In C++, how to find certain items in the vector of objects by giving the member of a object?

Question

For example, I have defined the class foo and the vector vec:

#include <iostream>
#include <vector>
#include <algorithm>
using namespace std;
class foo {
public:
    foo(int flag, char ch):flag(flag), ch(ch) {}
    int flag;
    char ch;
};
int main(void)
{
    vector<foo> vec;
    vec.push_back(foo(1,'a'));
    vec.push_back(foo(2,'b'));
    vec.push_back(foo(3,'c'));
    //blabla...
}

I've found how to find the single element: How to find an item in a std::vector?
But now I want to find an object by just giving a char, say, 'b'. How can I achieve this goal efficiently?

Answer 1

Define an implicit constructor for foo using only char as argument.

foo(char ch) : ch(ch), flag(int()) {
}

OR add default args to your existing constructor

foo(char ch, int flag = int()) : ch(ch), flag(flag) {
}

AND overload a comparison operator

bool operator ==(const char & rhs) {
    return ch == rhs;
}

You can then use std::find directly.

vector<foo>::iterator it = std::find(vec.begin(), vec.end(), 'b');
if (it != vec.end()) {
    ...    // do something
}

A working code will then look like

#include <iostream>
#include <vector>
#include <algorithm>
using namespace std;

class foo {
public:
    foo(char ch, int flag = int()) : flag(flag), ch(ch) {}
    int flag;
    char ch;
    inline bool operator ==(const char & rhs) { return ch == rhs; }
};

int main(void) {
    vector<foo> vec;
    vec.push_back(('a', 1));
    vec.push_back(('b', 2));
    vec.push_back(('c', 3));
    vector<foo>::iterator it = find(vec.begin(), vec.end(), 'b');
    if (it != vec.end())
        cout << "found" << endl;
    return 0;
}

See http://ideone.com/ue907i demo.

Answer 2

You could use std::find_if for this:

 //c++14
 std::find_if(std::begin(vec),std::end(vec),
              [](auto&& v) { return v.ch == 'b'; })

 //c++11
 std::find_if(std::begin(vec),std::end(vec),
              [](const foo& v) { return v.ch == 'b'; })
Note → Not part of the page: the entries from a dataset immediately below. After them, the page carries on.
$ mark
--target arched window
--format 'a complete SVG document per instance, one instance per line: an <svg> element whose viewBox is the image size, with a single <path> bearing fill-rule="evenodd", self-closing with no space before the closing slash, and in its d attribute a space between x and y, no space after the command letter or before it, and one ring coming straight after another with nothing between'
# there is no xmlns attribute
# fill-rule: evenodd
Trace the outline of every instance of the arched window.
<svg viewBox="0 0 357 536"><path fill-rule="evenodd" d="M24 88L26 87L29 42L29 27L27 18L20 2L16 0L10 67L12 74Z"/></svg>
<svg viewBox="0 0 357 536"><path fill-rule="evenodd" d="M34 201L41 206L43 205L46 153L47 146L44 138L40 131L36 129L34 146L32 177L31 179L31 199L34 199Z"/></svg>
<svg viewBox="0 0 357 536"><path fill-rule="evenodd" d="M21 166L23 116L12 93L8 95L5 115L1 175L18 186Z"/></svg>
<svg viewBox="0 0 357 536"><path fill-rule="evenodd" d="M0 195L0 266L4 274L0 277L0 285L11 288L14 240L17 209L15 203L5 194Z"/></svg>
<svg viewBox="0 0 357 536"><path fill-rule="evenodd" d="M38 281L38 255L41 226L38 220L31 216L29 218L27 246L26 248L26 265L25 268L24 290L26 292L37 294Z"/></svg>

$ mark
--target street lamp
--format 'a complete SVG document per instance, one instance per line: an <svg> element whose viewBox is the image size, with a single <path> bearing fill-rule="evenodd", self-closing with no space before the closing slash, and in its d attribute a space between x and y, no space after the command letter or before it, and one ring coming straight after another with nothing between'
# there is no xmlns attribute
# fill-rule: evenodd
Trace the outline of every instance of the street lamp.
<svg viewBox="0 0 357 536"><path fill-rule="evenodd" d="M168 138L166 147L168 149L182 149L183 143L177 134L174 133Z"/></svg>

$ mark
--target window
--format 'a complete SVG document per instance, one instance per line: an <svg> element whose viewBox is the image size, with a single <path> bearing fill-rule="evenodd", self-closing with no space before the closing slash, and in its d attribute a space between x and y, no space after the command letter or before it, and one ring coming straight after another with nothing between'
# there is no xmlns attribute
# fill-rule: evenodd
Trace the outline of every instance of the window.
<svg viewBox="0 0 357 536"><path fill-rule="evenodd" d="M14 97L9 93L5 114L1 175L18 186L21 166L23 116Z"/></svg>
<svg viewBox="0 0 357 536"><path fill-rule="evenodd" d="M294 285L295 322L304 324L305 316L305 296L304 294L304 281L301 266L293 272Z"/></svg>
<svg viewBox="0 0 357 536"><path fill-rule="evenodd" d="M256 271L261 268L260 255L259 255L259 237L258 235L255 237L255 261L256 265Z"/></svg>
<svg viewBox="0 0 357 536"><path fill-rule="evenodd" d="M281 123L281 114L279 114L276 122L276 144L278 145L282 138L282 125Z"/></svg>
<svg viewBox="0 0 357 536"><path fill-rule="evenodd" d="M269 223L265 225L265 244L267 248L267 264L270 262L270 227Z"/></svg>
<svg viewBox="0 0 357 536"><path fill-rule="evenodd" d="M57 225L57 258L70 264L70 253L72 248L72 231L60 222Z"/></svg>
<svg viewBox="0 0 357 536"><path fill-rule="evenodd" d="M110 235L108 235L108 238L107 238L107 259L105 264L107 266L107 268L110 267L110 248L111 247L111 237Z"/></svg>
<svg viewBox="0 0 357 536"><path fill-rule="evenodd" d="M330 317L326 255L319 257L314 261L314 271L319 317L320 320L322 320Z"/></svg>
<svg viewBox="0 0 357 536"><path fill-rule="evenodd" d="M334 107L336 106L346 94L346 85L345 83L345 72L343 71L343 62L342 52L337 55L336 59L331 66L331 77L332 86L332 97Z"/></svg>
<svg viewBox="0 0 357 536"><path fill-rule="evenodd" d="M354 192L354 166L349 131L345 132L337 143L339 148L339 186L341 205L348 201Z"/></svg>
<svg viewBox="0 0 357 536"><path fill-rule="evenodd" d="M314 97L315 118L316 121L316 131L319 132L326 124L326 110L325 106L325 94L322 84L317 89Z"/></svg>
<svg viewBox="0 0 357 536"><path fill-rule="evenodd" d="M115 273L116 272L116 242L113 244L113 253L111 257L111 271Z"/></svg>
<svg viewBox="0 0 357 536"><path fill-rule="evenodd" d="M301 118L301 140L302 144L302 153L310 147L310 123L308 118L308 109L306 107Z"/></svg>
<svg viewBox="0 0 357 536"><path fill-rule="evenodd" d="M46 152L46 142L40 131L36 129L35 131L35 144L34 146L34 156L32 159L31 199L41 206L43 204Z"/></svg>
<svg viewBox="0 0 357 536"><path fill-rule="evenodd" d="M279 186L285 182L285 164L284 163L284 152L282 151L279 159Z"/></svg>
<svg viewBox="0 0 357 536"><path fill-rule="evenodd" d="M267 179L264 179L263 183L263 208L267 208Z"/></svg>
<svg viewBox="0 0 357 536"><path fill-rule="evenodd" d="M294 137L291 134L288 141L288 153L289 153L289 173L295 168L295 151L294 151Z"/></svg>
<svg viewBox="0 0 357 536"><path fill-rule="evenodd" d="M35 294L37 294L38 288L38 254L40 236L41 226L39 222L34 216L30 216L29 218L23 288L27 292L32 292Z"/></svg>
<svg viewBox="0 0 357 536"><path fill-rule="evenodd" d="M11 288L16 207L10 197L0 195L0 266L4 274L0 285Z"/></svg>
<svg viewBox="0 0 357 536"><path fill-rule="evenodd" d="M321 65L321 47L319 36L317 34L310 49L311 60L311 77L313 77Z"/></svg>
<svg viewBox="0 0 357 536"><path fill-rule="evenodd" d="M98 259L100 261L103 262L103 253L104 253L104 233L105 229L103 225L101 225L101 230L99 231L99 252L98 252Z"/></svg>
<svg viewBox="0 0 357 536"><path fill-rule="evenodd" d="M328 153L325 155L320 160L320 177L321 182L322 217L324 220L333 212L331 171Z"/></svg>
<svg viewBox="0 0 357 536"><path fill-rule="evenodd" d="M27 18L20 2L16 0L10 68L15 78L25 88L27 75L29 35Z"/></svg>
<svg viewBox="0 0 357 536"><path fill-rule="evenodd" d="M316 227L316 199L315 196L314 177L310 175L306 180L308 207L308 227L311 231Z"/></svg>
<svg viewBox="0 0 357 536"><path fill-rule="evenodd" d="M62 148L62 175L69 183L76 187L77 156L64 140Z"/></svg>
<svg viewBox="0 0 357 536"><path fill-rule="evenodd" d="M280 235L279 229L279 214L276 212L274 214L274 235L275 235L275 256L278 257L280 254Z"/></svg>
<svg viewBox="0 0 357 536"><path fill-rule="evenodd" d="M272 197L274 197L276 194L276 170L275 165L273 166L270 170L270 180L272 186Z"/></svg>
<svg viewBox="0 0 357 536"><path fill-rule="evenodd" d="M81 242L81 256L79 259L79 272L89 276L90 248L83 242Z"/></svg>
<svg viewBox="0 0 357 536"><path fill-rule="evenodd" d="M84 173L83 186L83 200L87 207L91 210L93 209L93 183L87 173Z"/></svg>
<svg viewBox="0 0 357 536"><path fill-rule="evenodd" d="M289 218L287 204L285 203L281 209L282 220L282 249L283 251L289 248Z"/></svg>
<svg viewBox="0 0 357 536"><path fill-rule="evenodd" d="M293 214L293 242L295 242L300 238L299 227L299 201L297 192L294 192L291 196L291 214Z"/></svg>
You could wrap this up in a function if you find yourself needing this pattern a number of times:

//c++14, c++11 version left as exercise
decltype(auto) find_foo (const std::vector<foo>& vec, char c)
{
    return std::find_if(std::begin(vec),std::end(vec),
                        [c](auto&& v) { return v.ch == c; });
}

A better option might be to use a std::unordered_map<char,int> instead of a std::vector<foo>:

int main()
{
    std::unordered_map<char,int> my_map;
    my_map['a'] = 1;
    my_map['b'] = 2;
    my_map['c'] = 3;

    cout << my_map['b']; //instead of that std::find_if nonsense
}

Answer 3

You can use standard algorithm std::find_if declared in header <algorithm>. For example

#include <iostream>
#include <algorithm>

class foo {
public:
    foo(int flag, char ch):flag(flag), ch(ch) {}
    int flag;
    char ch;
};

int main()
{
    std::vector<foo> vec;

    vec.push_back(foo(1,'a'));
    vec.push_back(foo(2,'b'));
    vec.push_back(foo(3,'c'));

    char ch = 'b';
    auto it = std::find_if( vec.begin(), vec.end(), 
                            [&]( const foo &f ) { return f.ch == ch; } );

    if ( it != vec.end() ) std::cout << it->flag << ' ' << it->ch << std::endl;

}    

If your compiler supports C++14 then the lambda expression can be written also the following way

auto it = std::find_if( vec.begin(), vec.end(), 
                        [ch = 'b']( const foo &f ) { return f.ch == ch; } );

The other approach is to make the seach as an interface of the class itself. For example

class foo {
public:
    foo(int flag, char ch):flag(flag), ch(ch) {}
    int flag;
    char ch;
    class find_by_ch
    {
    public:        
        find_by_ch( char ch ) : ch( ch ) {}
        bool operator ()( const foo &f ) const { return f.ch == ch; }
    private:
        char ch;
    };        
};

//...

auto it = std::find_if( vec.begin(), vec.end(), foo::find_by_ch( 'b' ) );

Answer 4

If the vector is sorted (as in your example), you can use lower_bound for logarithmic performance. If the vector is not sorted, you can use find for linear performance.